Campus, News

Neighbors rail against BU biolab

When asked to demonstrate their opposition to the Boston University Biolab, three quarters of the more than 300 people assembled at the Roxbury Center for the Arts raised their hands.
The people were gathered to hear community members discuss BU’s BioSafety Level-4 laboratory with the Blue Ribbon Panel. The Blue Ribbon Panel, made up of 13 scientists and doctors, was formed by the National Institutes of Health to independently and scientifically evaluate any risks stemming from the biolab.
The panel began by asking attendees how BU could better disseminate information about the biolab, what kind of action BU should take to ensure oversight and community involvement and what information residents would like to know about the biolab.
BU environmental health professor Patricia Hynes criticized the questions the panel posed to the community and the way the panel was treating audience members during the meeting.
‘The way [the question] is phrased suggests that the community is ignorant and that the university is the [more] knowledgeable of the two,’ she said. ‘Education is a two-way street.
‘Maybe we should be asking, ‘How can communities most effectively reach out to local universities to educate them?’ Hynes added.’
Roxbury resident Olivia Martin said she lives 300 yards from the biolab and that she was upset with the way the panel treated the community.
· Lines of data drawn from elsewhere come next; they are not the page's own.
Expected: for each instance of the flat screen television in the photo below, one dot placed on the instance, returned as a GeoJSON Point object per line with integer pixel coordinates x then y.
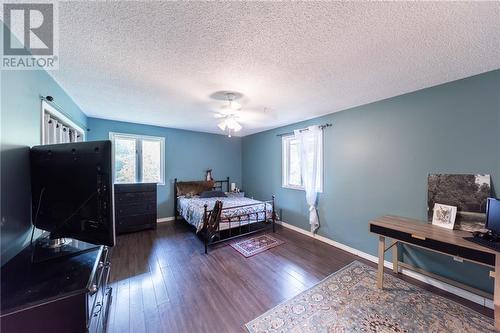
{"type": "Point", "coordinates": [72, 191]}
{"type": "Point", "coordinates": [493, 215]}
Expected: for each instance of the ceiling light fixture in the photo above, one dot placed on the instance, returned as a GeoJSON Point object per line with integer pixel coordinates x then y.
{"type": "Point", "coordinates": [229, 122]}
{"type": "Point", "coordinates": [230, 125]}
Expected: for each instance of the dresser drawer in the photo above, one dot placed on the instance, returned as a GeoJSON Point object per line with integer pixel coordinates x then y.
{"type": "Point", "coordinates": [132, 197]}
{"type": "Point", "coordinates": [131, 209]}
{"type": "Point", "coordinates": [136, 187]}
{"type": "Point", "coordinates": [135, 207]}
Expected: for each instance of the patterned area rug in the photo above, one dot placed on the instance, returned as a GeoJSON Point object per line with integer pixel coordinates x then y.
{"type": "Point", "coordinates": [349, 301]}
{"type": "Point", "coordinates": [251, 246]}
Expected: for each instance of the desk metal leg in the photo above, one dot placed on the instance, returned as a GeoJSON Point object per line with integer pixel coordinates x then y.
{"type": "Point", "coordinates": [395, 258]}
{"type": "Point", "coordinates": [381, 251]}
{"type": "Point", "coordinates": [496, 295]}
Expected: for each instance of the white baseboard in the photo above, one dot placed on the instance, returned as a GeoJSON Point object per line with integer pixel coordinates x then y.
{"type": "Point", "coordinates": [417, 276]}
{"type": "Point", "coordinates": [165, 219]}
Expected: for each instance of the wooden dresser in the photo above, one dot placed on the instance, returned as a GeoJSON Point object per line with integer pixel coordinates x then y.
{"type": "Point", "coordinates": [135, 207]}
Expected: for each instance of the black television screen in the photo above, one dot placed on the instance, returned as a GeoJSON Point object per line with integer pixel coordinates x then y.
{"type": "Point", "coordinates": [72, 192]}
{"type": "Point", "coordinates": [493, 215]}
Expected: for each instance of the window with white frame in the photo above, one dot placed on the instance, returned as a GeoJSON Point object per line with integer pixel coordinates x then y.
{"type": "Point", "coordinates": [57, 128]}
{"type": "Point", "coordinates": [291, 164]}
{"type": "Point", "coordinates": [138, 158]}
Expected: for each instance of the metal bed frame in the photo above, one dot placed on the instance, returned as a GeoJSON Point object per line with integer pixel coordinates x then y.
{"type": "Point", "coordinates": [239, 225]}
‘I can’t believe you came to us for the answers to common sense questions,’ she said to the panel during her testimony.
Boston City Councilor Chuck Turner, who represents the Roxbury district that borders the lab, stated his opposition to the project, citing BU’s inability to operate a secure lab. Turner said BU and the NIH lost the trust of the community after they failed to sufficiently evaluate the risks associated with opening a BSL-4lab in a densely populated urban area.
Turner said the biolab is being built as a result of President Bush’s desire to build more high-security biolabs in order to combat bioterrorism.
‘It’s time to put an end to another one of the ill-conceived Bush administration policies,’ Turner said.
More than 40 residents spoke at the meeting, and the majority said that the risks of the lab far outweigh the benefits.
Blue Ribbon Panel chair Adel Mahmoud said the biolab can not develop bioterrorism weapons under federal and international law.
‘Do we live in a country in which the laws are respected or not?’ Mahmoud asked. ‘We are responding according to the laws of the country.’
Greater Boston Legal Services attorney Eloise Lawrence criticized Mahmoud’s faith in the law.
‘The law is only as good as the people willing to support [it],’ she said.
Not everyone in attendance Tuesday night was against the lab, however. United South End Artists director Jane Brayton said she supports it and that many people may oppose the lab because of distrust in the federal government. In addition, she said many biolab supporters did not show up to the meeting because the meetings tend to last for hours and get little done.
‘Unfortunately, we Americans have become very jaded over the last eight years,’ she said.
Massachusetts General Hospital employee Jeffrey Gelfand said he supports the biolab because science needs more medical research and the lab would help further vaccine research, which would be in the interest of public health. Gelfand said if there were an emergency he would be put at risk, and subsequently put his family would be put at risk,’ but the benefits still outweighed the dangers.
‘I’ve been moved by what I’ve heard this evening’ Gelfand said. ‘I’m in support of this laboratory because of our common humanity. I’m a research scientist, and an infectious disease doctor. I, too, am a first responder. If there’s a problem that comes from this lab, I will be dealing with it.’